Goal feast poses Rooney dilemma
LONDON — There is no question — if he is fully fit — that Wayne Rooney (pictured) should be in the 23-man squad that Roy Hodgson names for Euro 2016.
He should also be captain of that squad; but not necessarily of the team. So the question is: should Rooney be in the starting XI when the line-up is named to face Russia in Marseille in England’s first Group B game on 11 June?
A glimpse of what it will be like without England’s record all-time goal-scorer will be offered in the forthcoming friendlies away to Germany on Saturday and at home to Holland next Tuesday with a roster of strikers: Harry Kane, Daniel Sturridge, Danny Welbeck, Jamie Vardy and Theo Walcott.
Walcott would give way from the squad if and when Rooney is fit. But Rooney still has a fight on his hands for his place in the team.
Hodgson has made it clear that he will take the 30-year-old to France if he is “100 percent” but also that he wants to avoid the “unpleasant situation” of deciding, when his initial squad is announced on 12 May, whether he names Rooney and waits to see if he has recovered fully from his knee ligament injury.
Hodgson also knows — a lesson learnt from Rooney at Euro 2012 when he was suspended but returned out of fitness — that unless the striker is fully ready and in-form then it may simply not be worth including him. He may then have a hard decision to make that should, in reality, be a simple one.

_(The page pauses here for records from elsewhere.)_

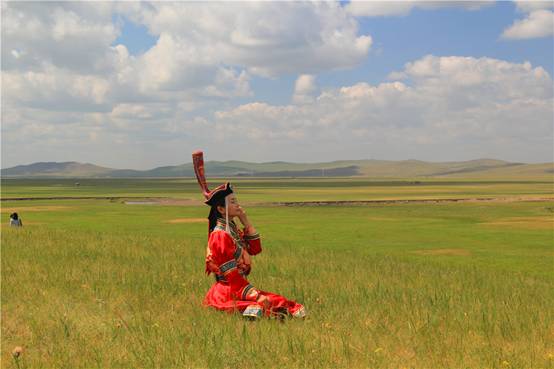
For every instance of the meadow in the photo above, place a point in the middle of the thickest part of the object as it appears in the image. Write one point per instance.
(98, 283)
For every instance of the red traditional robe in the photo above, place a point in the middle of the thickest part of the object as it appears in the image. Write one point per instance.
(228, 257)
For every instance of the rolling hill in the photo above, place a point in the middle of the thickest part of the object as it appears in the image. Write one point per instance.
(482, 168)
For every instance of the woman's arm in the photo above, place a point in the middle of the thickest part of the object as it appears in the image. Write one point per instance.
(222, 249)
(251, 237)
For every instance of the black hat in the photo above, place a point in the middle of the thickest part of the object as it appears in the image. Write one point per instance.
(218, 194)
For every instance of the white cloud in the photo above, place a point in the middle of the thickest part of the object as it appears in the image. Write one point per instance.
(528, 6)
(267, 38)
(362, 8)
(463, 107)
(304, 89)
(538, 23)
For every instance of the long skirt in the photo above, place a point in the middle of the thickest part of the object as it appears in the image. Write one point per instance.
(219, 297)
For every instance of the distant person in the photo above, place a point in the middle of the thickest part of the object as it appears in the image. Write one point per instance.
(15, 220)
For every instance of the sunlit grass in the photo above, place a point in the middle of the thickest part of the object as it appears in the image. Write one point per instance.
(103, 284)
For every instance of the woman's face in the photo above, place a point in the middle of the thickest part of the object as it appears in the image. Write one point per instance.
(232, 206)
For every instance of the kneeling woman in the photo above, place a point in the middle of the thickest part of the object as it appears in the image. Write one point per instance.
(228, 257)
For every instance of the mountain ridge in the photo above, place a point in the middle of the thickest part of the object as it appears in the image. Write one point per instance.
(234, 168)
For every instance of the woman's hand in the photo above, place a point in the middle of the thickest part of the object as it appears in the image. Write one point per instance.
(264, 301)
(242, 217)
(248, 228)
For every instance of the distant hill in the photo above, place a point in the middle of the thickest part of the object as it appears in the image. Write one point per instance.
(482, 168)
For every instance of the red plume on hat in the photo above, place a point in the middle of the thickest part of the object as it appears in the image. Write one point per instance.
(219, 192)
(198, 163)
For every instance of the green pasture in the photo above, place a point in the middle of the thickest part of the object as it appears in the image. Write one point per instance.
(101, 284)
(284, 189)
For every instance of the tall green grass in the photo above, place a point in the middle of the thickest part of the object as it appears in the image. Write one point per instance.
(102, 284)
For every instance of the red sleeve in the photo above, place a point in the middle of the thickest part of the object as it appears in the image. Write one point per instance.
(222, 248)
(254, 243)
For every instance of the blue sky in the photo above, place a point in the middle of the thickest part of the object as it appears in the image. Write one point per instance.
(139, 85)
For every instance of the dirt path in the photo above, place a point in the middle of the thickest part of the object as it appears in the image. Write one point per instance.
(413, 201)
(166, 201)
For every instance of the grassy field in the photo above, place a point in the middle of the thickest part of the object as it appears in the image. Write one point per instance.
(98, 283)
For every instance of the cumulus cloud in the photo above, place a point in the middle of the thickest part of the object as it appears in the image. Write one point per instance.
(463, 107)
(304, 89)
(539, 21)
(268, 39)
(363, 8)
(56, 49)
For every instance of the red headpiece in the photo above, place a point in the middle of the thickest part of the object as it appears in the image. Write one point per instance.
(218, 193)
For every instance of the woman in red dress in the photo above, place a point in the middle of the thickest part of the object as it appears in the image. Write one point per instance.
(228, 258)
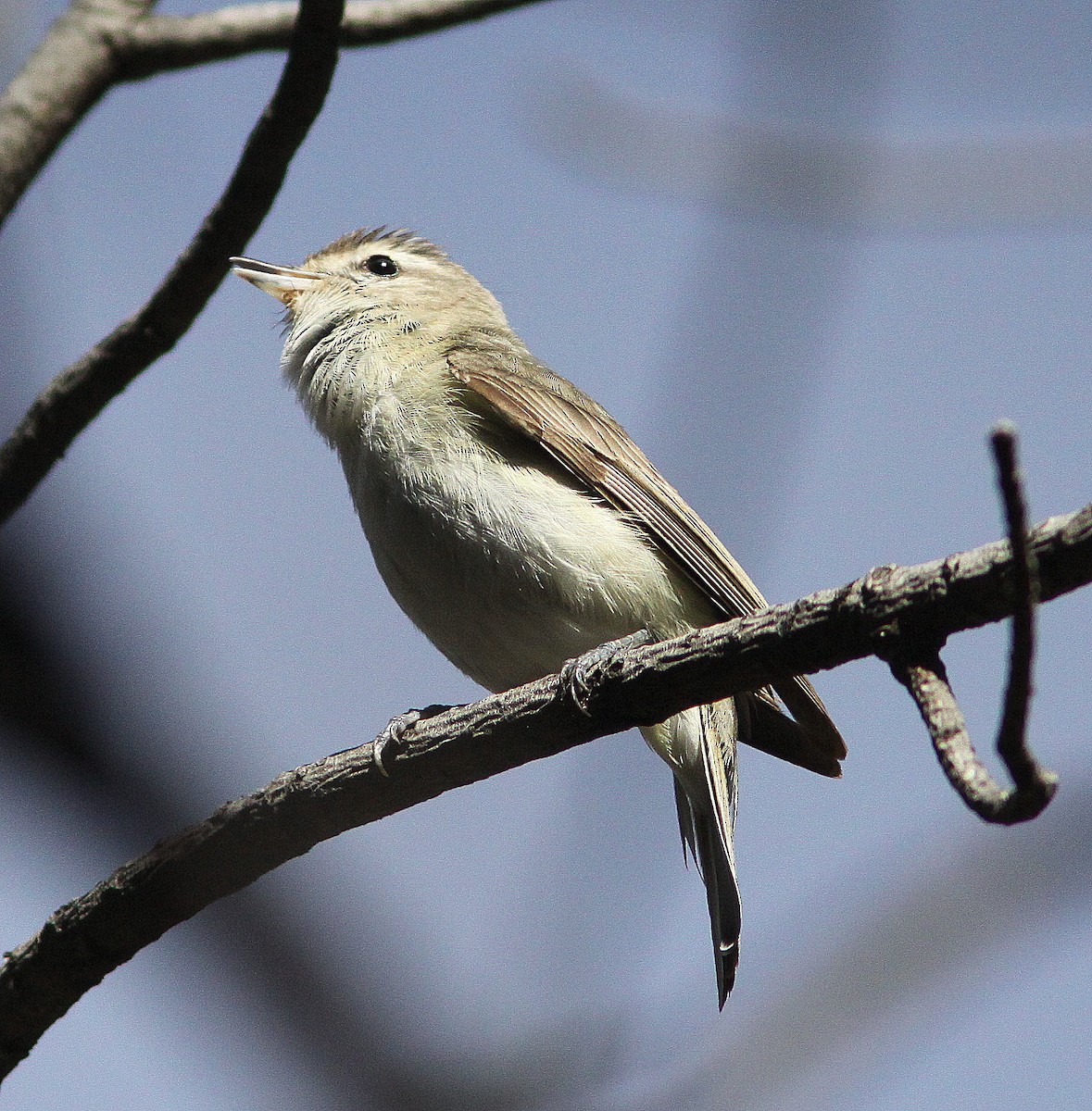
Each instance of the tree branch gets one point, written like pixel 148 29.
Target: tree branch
pixel 99 43
pixel 79 393
pixel 65 77
pixel 160 44
pixel 247 838
pixel 918 666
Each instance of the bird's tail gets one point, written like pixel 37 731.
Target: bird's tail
pixel 703 743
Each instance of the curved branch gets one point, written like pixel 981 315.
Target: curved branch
pixel 918 666
pixel 77 395
pixel 160 44
pixel 94 934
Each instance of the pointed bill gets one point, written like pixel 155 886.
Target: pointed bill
pixel 282 282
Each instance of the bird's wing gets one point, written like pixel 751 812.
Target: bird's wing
pixel 583 437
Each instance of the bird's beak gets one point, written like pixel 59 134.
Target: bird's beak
pixel 284 283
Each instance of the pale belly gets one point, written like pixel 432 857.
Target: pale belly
pixel 510 571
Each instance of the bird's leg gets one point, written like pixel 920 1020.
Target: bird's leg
pixel 580 677
pixel 396 729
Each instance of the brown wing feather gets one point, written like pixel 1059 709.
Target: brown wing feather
pixel 587 442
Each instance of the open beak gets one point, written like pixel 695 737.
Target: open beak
pixel 284 283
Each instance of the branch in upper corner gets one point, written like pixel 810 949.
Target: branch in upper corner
pixel 160 44
pixel 71 68
pixel 247 838
pixel 916 664
pixel 79 393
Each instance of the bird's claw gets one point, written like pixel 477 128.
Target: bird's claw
pixel 580 677
pixel 395 731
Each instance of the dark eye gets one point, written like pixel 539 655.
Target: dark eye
pixel 382 265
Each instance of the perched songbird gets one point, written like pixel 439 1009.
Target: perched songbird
pixel 515 521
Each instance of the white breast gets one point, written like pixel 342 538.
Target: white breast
pixel 508 568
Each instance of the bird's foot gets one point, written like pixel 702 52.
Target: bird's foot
pixel 395 731
pixel 582 676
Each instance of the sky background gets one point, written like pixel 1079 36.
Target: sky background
pixel 808 254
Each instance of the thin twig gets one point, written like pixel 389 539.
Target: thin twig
pixel 247 838
pixel 916 664
pixel 77 395
pixel 160 44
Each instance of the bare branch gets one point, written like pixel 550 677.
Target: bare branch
pixel 64 78
pixel 916 664
pixel 160 44
pixel 77 395
pixel 92 47
pixel 88 938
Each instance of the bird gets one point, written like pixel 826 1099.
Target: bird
pixel 516 522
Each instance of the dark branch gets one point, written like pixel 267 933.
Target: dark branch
pixel 90 937
pixel 99 43
pixel 160 44
pixel 916 664
pixel 60 82
pixel 78 394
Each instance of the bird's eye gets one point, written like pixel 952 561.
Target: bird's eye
pixel 382 265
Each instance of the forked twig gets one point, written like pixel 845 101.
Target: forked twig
pixel 920 669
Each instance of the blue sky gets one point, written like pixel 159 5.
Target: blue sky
pixel 814 356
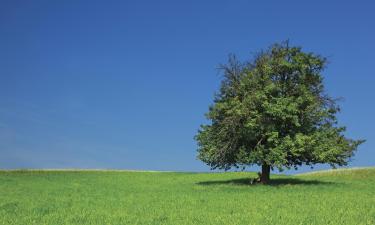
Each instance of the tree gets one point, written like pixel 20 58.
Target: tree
pixel 273 112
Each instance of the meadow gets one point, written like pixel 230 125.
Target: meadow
pixel 125 197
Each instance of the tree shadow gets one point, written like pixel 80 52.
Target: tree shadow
pixel 273 182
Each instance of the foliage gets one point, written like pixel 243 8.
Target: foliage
pixel 275 112
pixel 98 197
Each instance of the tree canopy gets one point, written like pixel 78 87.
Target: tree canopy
pixel 274 112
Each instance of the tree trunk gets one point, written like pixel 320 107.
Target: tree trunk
pixel 265 175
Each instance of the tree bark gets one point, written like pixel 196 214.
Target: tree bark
pixel 265 175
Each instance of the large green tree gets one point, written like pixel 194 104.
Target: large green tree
pixel 273 112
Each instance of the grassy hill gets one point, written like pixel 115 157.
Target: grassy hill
pixel 120 197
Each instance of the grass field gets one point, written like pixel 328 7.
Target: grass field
pixel 119 197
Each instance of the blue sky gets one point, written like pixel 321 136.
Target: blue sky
pixel 125 84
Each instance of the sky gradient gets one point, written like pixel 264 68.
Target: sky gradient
pixel 125 84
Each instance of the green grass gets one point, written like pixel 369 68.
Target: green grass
pixel 113 197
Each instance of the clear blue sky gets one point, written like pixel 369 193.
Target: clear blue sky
pixel 125 84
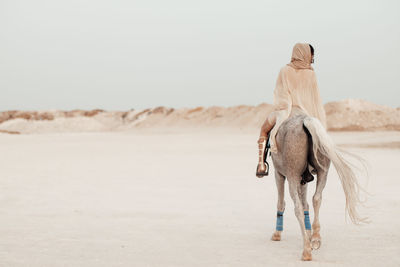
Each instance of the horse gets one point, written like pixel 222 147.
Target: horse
pixel 302 141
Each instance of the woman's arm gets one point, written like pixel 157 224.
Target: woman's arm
pixel 282 97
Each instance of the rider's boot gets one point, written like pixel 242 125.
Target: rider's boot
pixel 262 168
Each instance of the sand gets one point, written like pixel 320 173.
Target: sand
pixel 345 115
pixel 179 198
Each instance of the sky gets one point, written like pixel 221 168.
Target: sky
pixel 120 55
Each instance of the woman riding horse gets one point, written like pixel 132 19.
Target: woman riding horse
pixel 296 86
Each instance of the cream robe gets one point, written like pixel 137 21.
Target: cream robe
pixel 296 87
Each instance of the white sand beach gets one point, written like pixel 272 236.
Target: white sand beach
pixel 180 198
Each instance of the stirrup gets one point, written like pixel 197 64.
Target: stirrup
pixel 262 174
pixel 266 147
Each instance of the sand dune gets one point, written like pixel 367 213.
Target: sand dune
pixel 346 115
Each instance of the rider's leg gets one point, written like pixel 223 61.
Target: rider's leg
pixel 262 141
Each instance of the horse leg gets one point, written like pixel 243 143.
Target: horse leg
pixel 303 197
pixel 317 198
pixel 294 184
pixel 280 184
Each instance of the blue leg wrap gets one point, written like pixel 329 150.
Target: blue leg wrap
pixel 279 221
pixel 307 220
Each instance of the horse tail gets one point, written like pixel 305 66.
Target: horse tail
pixel 323 144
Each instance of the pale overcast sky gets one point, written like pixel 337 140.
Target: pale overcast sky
pixel 119 55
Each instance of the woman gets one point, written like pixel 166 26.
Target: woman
pixel 296 89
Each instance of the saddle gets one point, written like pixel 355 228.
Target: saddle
pixel 306 177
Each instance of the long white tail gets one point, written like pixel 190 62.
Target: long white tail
pixel 324 144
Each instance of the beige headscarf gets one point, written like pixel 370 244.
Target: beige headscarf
pixel 297 87
pixel 301 56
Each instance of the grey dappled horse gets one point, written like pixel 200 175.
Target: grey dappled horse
pixel 302 140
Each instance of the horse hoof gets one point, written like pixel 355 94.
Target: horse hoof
pixel 276 236
pixel 315 244
pixel 306 256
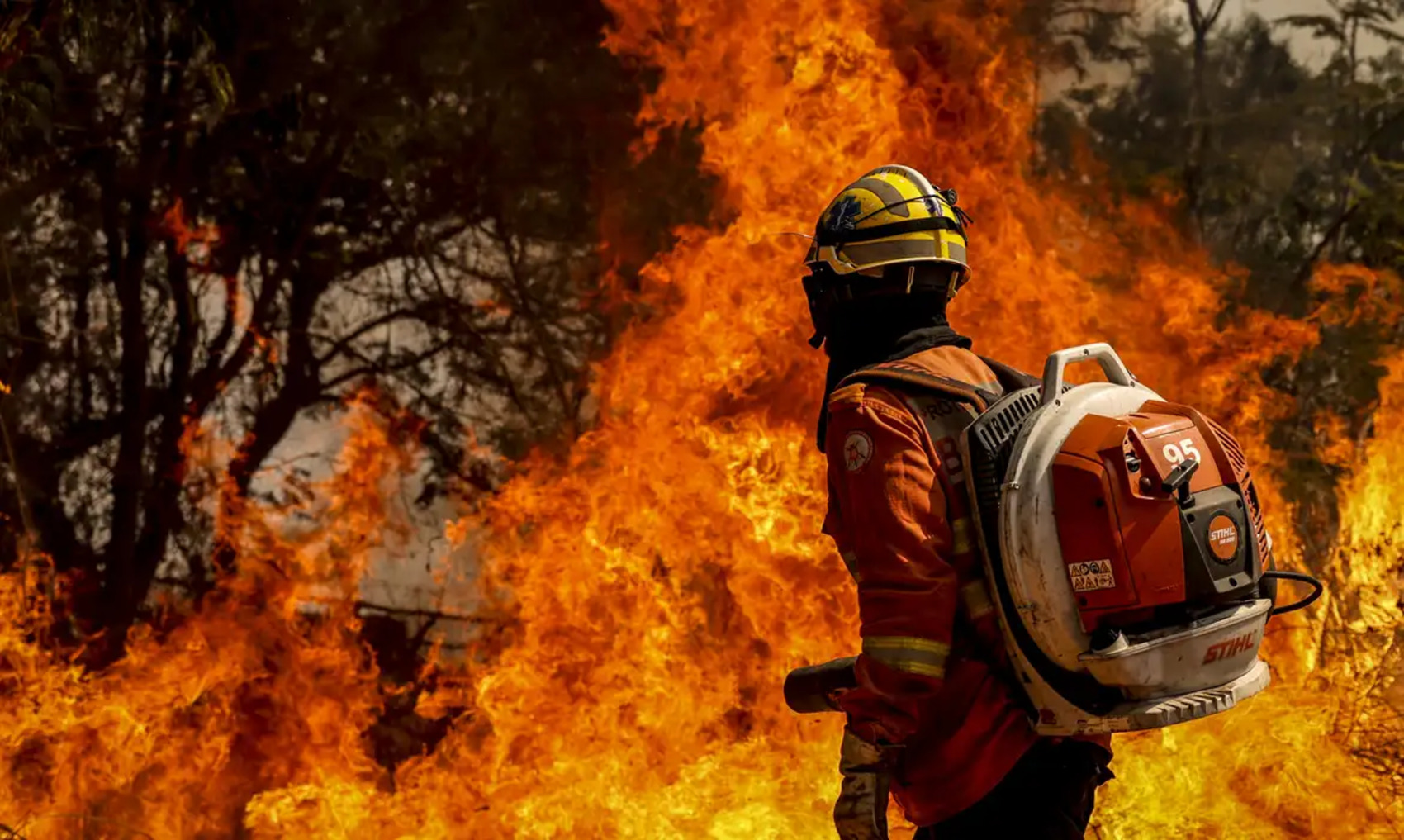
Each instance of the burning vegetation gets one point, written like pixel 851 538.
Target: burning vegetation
pixel 645 587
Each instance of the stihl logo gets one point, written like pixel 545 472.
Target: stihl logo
pixel 1231 648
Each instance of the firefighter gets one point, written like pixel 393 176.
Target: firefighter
pixel 934 719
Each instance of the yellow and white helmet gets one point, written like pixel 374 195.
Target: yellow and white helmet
pixel 889 216
pixel 888 232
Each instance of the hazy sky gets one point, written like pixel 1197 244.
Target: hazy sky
pixel 1302 44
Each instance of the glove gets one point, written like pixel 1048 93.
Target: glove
pixel 861 812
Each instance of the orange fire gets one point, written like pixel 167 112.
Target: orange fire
pixel 669 573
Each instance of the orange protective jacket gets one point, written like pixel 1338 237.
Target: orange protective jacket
pixel 931 671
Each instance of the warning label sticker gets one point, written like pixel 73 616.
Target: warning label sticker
pixel 1091 575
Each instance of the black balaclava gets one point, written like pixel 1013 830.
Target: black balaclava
pixel 880 329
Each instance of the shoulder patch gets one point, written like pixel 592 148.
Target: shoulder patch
pixel 858 450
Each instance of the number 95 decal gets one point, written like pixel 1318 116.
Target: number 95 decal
pixel 1177 453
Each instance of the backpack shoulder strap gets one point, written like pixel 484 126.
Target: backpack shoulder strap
pixel 1010 378
pixel 908 377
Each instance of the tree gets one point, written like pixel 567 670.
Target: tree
pixel 1287 168
pixel 244 210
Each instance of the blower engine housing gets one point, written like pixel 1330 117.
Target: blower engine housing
pixel 1125 545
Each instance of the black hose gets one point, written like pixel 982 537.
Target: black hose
pixel 1299 577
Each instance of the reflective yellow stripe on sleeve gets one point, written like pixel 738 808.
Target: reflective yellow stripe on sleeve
pixel 976 599
pixel 908 653
pixel 962 537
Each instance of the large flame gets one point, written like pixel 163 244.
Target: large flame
pixel 667 575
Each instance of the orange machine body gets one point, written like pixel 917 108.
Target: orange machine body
pixel 1123 535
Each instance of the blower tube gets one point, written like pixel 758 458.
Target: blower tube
pixel 1317 589
pixel 814 687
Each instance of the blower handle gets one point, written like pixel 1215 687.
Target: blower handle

And it was not just Poland-ukraine. Rooney was a liability at the 2010 World Cup and too much of a distraction in Germany in 2006 and, beyond that, the pertinent fact is England are far less reliant on him than they have ever been in the 13 years he has played for his country. There are strong options.
Hodgson has to be acutely aware, also, that England have been here before with other ‘ star’ players from David Beckham’s metatarsal before the 2002 World Cup.
There is no date pencilled in for Rooney’s comeback. He denies he has suffered a setback to his knee ligament injury and last week said he should be back soon after this international break which would give him time — a maximum of eight league games and an FA Cup quarter-final replay - to prove himself.
Prove himself? Yes, it is something that he also has to do.
It should not be overlooked that Rooney, when fit this season, has delivered in a chronic Manchester United team and for England also, with 17 goals in 36 appearances, but he is struggling to maintain his fitness.
Of United’s 48 competitive matches he has missed 16 through injury including, now, the last 10.
The ravages of time, of matches, of playing at the highest level since he was 16 are taking their toll.